Reinvention is the name of the game in sports recreation. Some of the most enduring forces in the industry have done so through evolution. “Hollywood” Hulk Hogan hit professional wrestling like an earthquake. The “Hollywood” version of The Rock is still a favorite of the reformed fan. Chris Jericho has changed his character more times in the last two decades than US presidents in the last two centuries. “Remodel. Rebuild. Reclaim.” That was the basis for Rollins’ rebalancing from cocky, black-clad assassin to sultry Met Gala model.

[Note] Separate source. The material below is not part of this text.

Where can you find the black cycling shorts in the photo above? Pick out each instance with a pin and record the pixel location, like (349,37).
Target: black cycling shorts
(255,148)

“I think I learned a lot about how to take chances and have a little more confidence in myself,” Rollins told CBS Sports while promoting WWE’s new product collaboration with C4 Ultimate Energy, the official sponsor for WWE SummerSlam. “I think it was one of those things where I stayed in my comfort zone for a while as long as I was thought i knew better. I thought I knew what I was. I was comfortable with my identity. And it was hard to look in the mirror and go, ‘Okay, this is working but what can we do to go to the next level?’
“It’s a difficult choice to reform your entire show. You think it won’t work. You think it won’t work, people won’t like it or they won’t you can do it. All these things. Sometimes you just have to dive in and see what happens and be confident in your ability to make anything work. You will find a way to make the best of it. do it.”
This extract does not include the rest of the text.